LuGENE blood test may help personalize treatment for lupus
LuGENE uses artificial intelligence to predict flares, therapy targets
Ampel BioSolutions is launching LuGENE, a blood test that uses artificial intelligence (AI) to look at a patient’s gene activity and predict when lupus flares are likely to happen and which medications could be most effective to keep symptoms in check.
LuGENE is currently available through the company-sponsored ReLATE study (NCT05845593), which is recruiting as many as 200 adult patients at two centers in California and North Carolina, and other study sites expected to open across the U.S.
“With so many patients experiencing a flare every year, and a high percentage of those cases so severe that they are hospitalized, this is a crucial tool,” Amrie Grammer, PhD, Ampel’s co-founder, president, and chief scientific officer, said in a company press release.
“With LuGENE, healthcare providers will be able to stabilize lupus patients faster than ever before, minimize the occurrence of disruptive flares and hopefully transform lupus to a chronic condition with increased quality of life,” Grammer said.
Treatment often entails a trial-and-error approach to find right medications
Treating lupus, an autoimmune disease that makes the immune system turn against the body’s own organs and tissues, often involves a trial-and-error approach to finding medications that may fail to settle down symptoms.
“Currently, there is no way to predict flares or determine which treatment is most appropriate for each patient, and in many instances it can take many years for some patients to find the most effective one to manage their disease,” said Peter Lipsky, MD, Ampel’s co-founder, CEO, and chief medical officer.
The LuGENE blood test could allow doctors to check for the presence of genetic biomarkers and predict how likely flare-ups are to happen.
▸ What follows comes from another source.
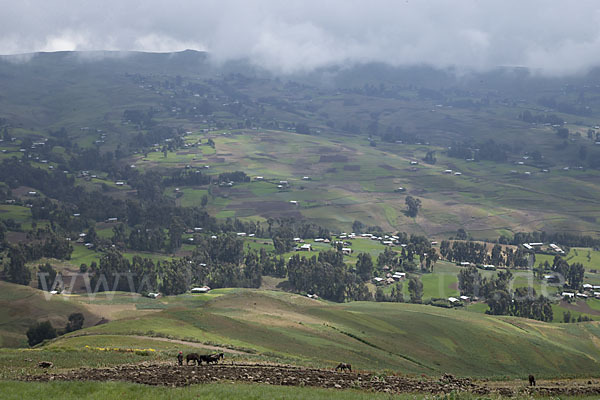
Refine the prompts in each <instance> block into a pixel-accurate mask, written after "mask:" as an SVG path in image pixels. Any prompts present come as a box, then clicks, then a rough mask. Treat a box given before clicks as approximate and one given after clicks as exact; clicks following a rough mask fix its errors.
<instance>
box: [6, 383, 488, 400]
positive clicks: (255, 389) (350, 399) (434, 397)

Flare-ups can be damaging to organs and often require hospitalization, which could be avoided with the right medications.
In a study with data from more than 2,000 patients with systemic lupus erythematosus (SLE), the most common form of lupus, machine learning crafted a model that was able to divide the disease into eight endotypes, or subtypes, based on genetic biomarkers.
These data have been detailed in a study, “Analysis of transcriptomic features reveals molecular endotypes of SLE with clinical implications,” which was published last year in the journal Genome Medicine. The study was conducted by researchers at Ampel, with funding from the RILITE Foundation.
LuGENE can identify the specific targets of therapies that are more likely to provide relief.
Endotypes differ in clinical features, outcomes, response to treatment
Patients in each of these endotypes differed in their clinical features, outcomes, and response to treatment, offering an explanation as to why the autoimmune disease is so challenging to manage.
The machine learning model was tested on 983 patients, who were not part of the initial datasets, to demonstrate that they could be classified into one of the eight endotypes. Each patient is given a score that tells how “off” their genetic profile is.
With the LuGENE blood test, that score can be used to check if lupus is under control. It can also pinpoint who is likely to experience severe flare-ups despite being on standard treatments, and who is likely to respond to specific medications.
“Healthcare professionals can now know whether a flare in disease activity [is] imminent and if the disease is not controlled. LuGENE can identify the specific targets of therapies that are more likely to provide relief,” said Lipsky, one of the study’s authors.
LuGENE yields results from blood sample within seven to 10 days
Using a small sample from a blood draw, LuGENE yields results within seven to 10 days, according to the company. The report includes a patient’s LuGENE score, the endotype they belong to, and the genetic profile of their immune cells.
“This approach could provide a real advance in personalized medicine for lupus patients,” said Orrin Troum, MD, of Providence Saint John’s Health Center in California, one of the sites expected to be part of the ReLATE study.
Ampel considered patients from all ethnicities to develop LuGENE and make it more inclusive, recognizing that lupus affects people from all backgrounds, even though it may manifest differently.
“As a lupus patient of mixed ancestry, I’ve experience long-term damage from standard treatments,” said Christine von Raesfeld, an NIH All of Us ambassador and founder of the patient advocacy organization People with Empathy. “LuGENE empowers patients to tailor their treatments, especially crucial for minority populations often underserved by current therapeutic approaches.”